2) Al disociar las «formas de gobierno» y el principio de autoridad, la «doctrina social de la Iglesia» no tiene simetría con las doctrinas falsas y contemporáneas. Éstas presentan dos aspectos: la afirmación de la autonomía y el sistema que permite realizarla. Enfrente, la preocupación de León XIII sólo concierne el rechazo de la autonomía y se interesa por el sistema de manera vaga.

3) La ideologización de la «doctrina social de la Iglesia», sin duda comenzada en el ámbito de un culto excesivo de la función pontificia, favoreció la inversión que presenta hoy el peor de los regímenes como si fuera el mejor. La operación se desarrolló en tres tiempos: la monarquía es preferida ampliamente, y no por someterse a la práctica dominante en ese tiempo, sino porque es, in se, la mejor forma de gobierno; luego, con motivos de oportunidad, o de realismo, se la pone en igualdad con otras formas políticas, eventualmente neutralizadas de forma falsa; finalmente se produce la inversión, con la promoción de la democracia como si fuera una evidencia.

 

[1] Especialmente en la encíclica Immortale Dei (1885).
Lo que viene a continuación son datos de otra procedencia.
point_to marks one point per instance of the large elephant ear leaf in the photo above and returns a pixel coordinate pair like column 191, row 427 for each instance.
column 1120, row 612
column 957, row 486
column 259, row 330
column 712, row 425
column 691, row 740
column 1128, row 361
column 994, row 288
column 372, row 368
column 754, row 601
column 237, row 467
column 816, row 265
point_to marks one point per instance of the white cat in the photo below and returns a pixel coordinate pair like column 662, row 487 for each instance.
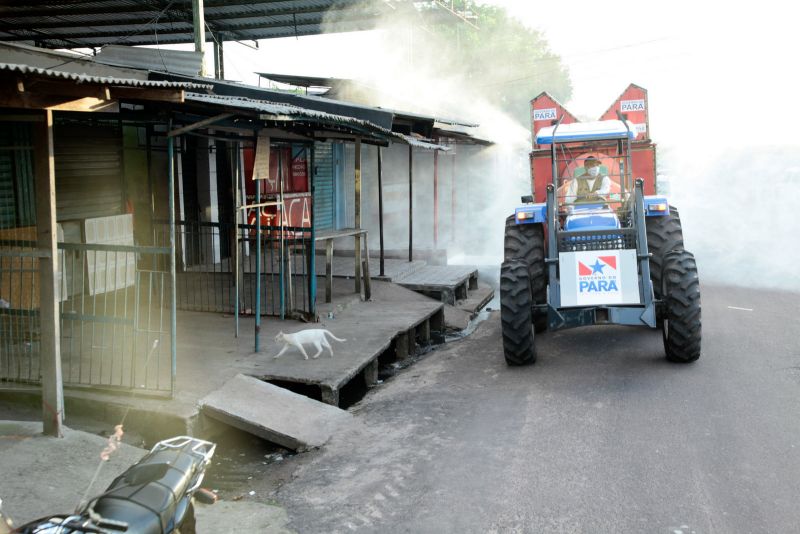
column 314, row 336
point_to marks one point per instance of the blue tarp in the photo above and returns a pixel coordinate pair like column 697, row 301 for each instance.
column 586, row 131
[2] SANTO TOMÁS DE AQUINO, Summa theologica, I, 1, 8, ad 2.

[3] Étienne DE CAMPOS LEYZA, Analyse étymologique des racines de la langue grecque, Burdeos, 1874. Debemos observar que, en la práctica, el uso no permite insistir en estos datos etimológicos a pesar del interés que presenta: así por ejemplo, para Aristóteles, la oligarquía es la forma degenerada de la aristocracia (Política, VI, 5).

[4] Dom Claude MARTIN, La perfection du chef, París, Alsatia, 1955, pág. 3.

[5] Ibid., pág. 117.

[6] Examen crítico del gobierno representativo en la sociedad moderna, Madrid, El Pensamiento Español, 1866.
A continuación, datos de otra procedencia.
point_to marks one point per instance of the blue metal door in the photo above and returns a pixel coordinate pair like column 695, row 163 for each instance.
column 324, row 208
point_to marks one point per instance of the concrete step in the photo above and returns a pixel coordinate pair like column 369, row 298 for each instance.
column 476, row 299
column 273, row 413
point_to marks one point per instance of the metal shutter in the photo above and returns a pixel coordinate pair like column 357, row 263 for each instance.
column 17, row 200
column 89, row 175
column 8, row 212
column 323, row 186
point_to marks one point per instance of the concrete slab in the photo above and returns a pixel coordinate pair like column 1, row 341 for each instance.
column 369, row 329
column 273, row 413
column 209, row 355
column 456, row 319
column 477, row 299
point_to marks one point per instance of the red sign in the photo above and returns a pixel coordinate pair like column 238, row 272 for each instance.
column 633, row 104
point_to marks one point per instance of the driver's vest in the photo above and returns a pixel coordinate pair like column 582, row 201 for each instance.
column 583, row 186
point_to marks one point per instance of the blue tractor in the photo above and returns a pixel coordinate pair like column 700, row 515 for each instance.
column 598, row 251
[7] Ibid., tomo I, págs. 137-138.

[8] Es el principio del decisionismo que Carl Schmitt había recogido de Donoso Cortés, autor de ese famoso discurso: «Digo, señores, que la dictadura en ciertas circunstancias, en circunstancias dadas, en circunstancias como las presentes, es un gobierno legítimo, es un gobierno bueno, es un gobierno provechoso como cualquier otro gobierno, es un gobierno racional, que puede defenderse en la teoría, como puede defenderse en la práctica» (Discurso en el Congreso de los diputados, 4 enero de 1849, llamado «de la dictadura»).

[9] «Juzgamos innecesario advertir que todos y cada uno de los ciudadanos tienen la obligación de aceptar los regímenes constituidos y que no pueden intentar nada para destruirlos o cambiar su forma».